I view exploration as more than first ascents and speed records. I am intrigued by the landscapes, languages, gender barriers, and borders constantly shifting to keep us apart. I am a Fellow of the Royal Geographic Society and the Explorers Club. In 2015, I was chosen as a National Geographic Adventurer of the Year. I was a flag carrier for WINGS in 2014. I became a member of the Society for Women Geographers in 2020.
Yet, these institutions meant to bring us together continue to isolate us, creating a false hierarchy of who is worthy of the term traveler, adventurer, and explorer. In reality, all of us who engage with cultures, languages, and landscapes outside our home borders are explorers of this home planet. Some of these institutions are designed as gatekeepers to decide whose stories are worthy and whose perspectives are centered. For over a century, the term explorer has had a particular image: white and male. Women were not allowed to be members of The Explorers Club, which accepted me as a Fellow in 2017 when I was born.
The Society of Women Geographers was the US answer to the Explorer's Club ban on women's membership. Unsurprisingly, those iconic explorers who first joined women were white. As were the original members of the RGS. Yet women everywhere were exploring. An incredible book, Three Centuries of Travel Writing by Muslim Women, explores precisely this. Why are these women—the counterparts to Isabella Bird or Freya Stark—not household names? It is the same reason they aren't today: gatekeepers. Who decides who writes or photographs the story? This invisible barrier in media, exploration, storytelling, and the outdoor industry is something I am still unlearning and relearning today.

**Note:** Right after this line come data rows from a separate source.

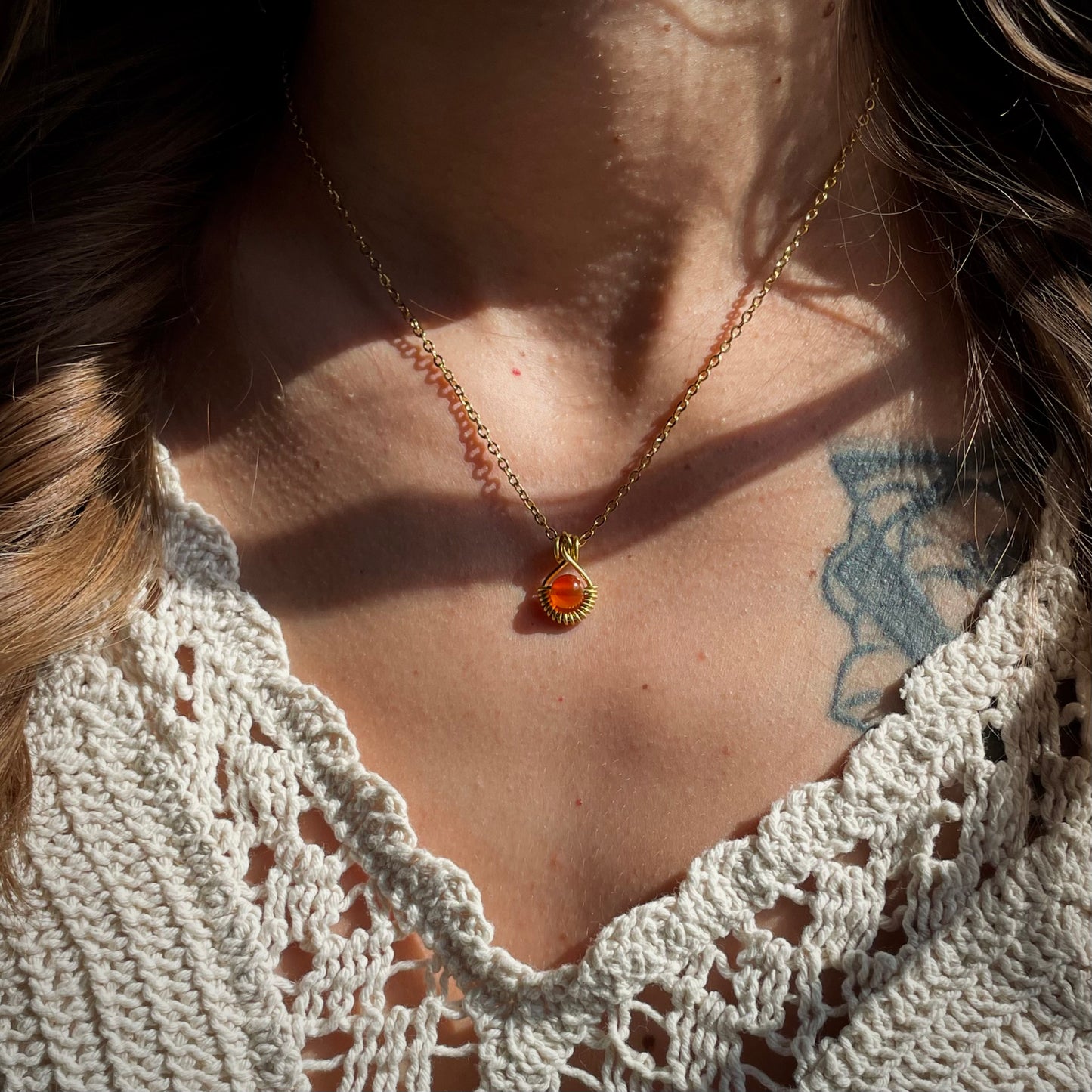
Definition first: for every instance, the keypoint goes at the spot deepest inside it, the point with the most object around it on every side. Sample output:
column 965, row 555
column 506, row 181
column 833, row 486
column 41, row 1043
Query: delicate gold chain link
column 691, row 390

My first job working in the outdoor industry was in Germany at twenty. It was a dream job that found me leading hiking trips in Austria and Switzerland and guiding kayaking trips in the Black Forest. It opened up the world and brought me back to my love of the outdoors, which I had grown up with, such as camping, horseback riding, and bike riding around my North Dakota neighborhood as a child.
I have lived and worked in Beirut, Paris, Germany, Wales, Scotland, and Afghanistan. I have traveled to 34 countries, typically spending weeks, if not months, in Namibia, Borneo, Bali, Ukraine, Morocco, Turkey, Costa Rica, Argentina, Laos, South Korea, all of Western Europe, and beyond. Most of these countries I have been a repeat visitor to often. My daughter, now in her late teens, has spent years traveling with me. We spent her seventh-grade year living out of a suitcase studying rewilding and wildlife conservation in 18 countries. The privilege of a blue passport has granted me access, and the discrimination and racism baked into the passport rankings is something that I am working to raise awareness about.